[llvm] [llvm-exegesis] Resolving "snippet crashed while running: Segmentation fault" for Load Instructions (PR #142552)

via llvm-commits llvm-commits at lists.llvm.org
Tue Jun 3 00:31:38 PDT 2025


llvmbot wrote:


<!--LLVM PR SUMMARY COMMENT-->

@llvm/pr-subscribers-tools-llvm-exegesis

Author: Lakshay Kumar (lakshayk-nv)

<details>
<summary>Changes</summary>

We want to support load and store instructions for aarch64 but currently they throw segmentation fault as register are initialized by 0 but load instruction requires register to be loaded with valid memory address. 
This is a WIP patch and not expecting to merging it in current state but to get feedback.

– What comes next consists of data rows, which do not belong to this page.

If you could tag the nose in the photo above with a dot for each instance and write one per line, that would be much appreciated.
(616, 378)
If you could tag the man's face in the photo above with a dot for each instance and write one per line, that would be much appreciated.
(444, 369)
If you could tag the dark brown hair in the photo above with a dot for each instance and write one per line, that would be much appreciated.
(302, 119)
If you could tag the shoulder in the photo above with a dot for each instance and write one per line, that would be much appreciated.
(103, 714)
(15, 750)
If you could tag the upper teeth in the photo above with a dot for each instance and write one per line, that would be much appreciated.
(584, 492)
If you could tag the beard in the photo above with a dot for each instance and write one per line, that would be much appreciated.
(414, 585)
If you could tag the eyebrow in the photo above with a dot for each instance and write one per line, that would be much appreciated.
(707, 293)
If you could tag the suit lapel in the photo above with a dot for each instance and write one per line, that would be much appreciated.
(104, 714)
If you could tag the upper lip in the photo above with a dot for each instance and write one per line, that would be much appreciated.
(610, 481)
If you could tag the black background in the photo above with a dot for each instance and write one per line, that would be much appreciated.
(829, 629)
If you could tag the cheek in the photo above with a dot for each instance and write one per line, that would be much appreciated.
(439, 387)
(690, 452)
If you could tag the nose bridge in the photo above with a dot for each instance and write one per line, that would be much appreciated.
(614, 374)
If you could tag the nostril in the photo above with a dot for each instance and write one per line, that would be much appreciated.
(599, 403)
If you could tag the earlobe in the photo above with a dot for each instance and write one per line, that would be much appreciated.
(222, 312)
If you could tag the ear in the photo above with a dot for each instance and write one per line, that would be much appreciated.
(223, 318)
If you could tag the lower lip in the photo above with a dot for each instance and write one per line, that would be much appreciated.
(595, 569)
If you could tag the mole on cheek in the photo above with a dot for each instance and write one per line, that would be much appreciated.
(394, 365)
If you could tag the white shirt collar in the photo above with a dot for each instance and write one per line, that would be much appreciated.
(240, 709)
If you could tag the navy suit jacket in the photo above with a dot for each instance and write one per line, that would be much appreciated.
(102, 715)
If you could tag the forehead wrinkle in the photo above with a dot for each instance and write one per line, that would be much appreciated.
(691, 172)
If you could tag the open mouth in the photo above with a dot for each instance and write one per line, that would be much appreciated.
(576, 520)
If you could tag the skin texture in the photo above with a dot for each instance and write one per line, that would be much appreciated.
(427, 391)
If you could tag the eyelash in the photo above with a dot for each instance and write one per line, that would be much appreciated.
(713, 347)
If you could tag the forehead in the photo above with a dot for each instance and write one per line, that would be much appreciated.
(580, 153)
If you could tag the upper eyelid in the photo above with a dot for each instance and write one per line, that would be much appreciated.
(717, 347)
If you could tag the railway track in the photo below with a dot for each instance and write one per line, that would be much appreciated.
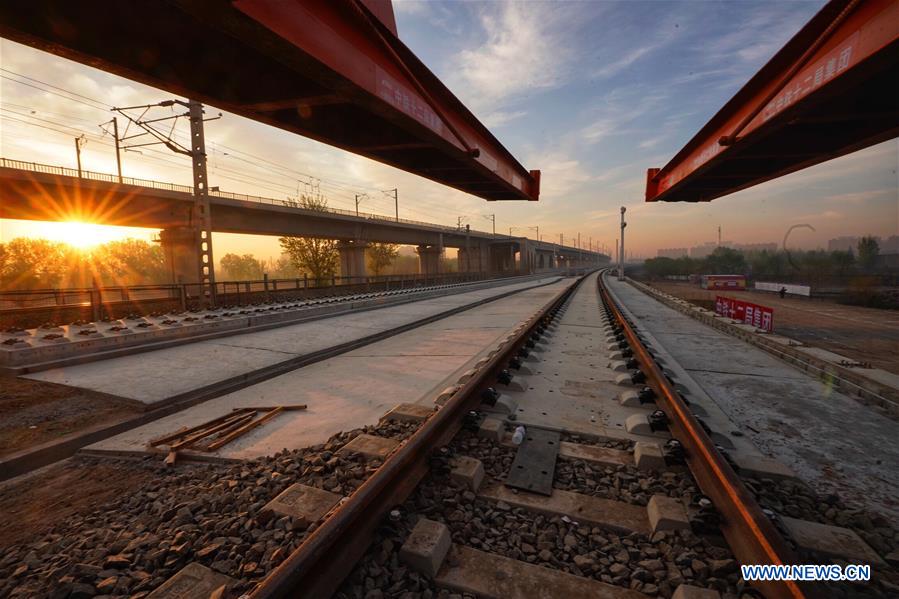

### A. Prerequisite for this is to support `--mode=subprocess` for AArch64.
Adding support for `--mode=subprocess` and Memory Annotation of manual snippet.
- Adding memory setup, required by subprocess for AArch64.
-  Implement Auxiliary memory mmap, manual snippet mmap and `configurePerfCounter()`.
- Functions for syscall generations.

### B.  Load registers requiring memory address
There are possibly two ways to support load instructions (setting registers with valid memory address):-
#### 1. With address to auxiliary mmap:
Generating syscall for aux mmap, save its return value in stack and load required registers with memory address.
Implemented the same, currently. 
##### TODO:  how to differentiate between register requiring address and otherwise ?
For example: LD1B opcode (`ld1b    {z6.b}, p4/z, [x14, x2]`) expects first register to contain address and second having offset value. 
Temporary fix: Init first register queried by instruction to loaded by address and rest by setRegTo as done previously.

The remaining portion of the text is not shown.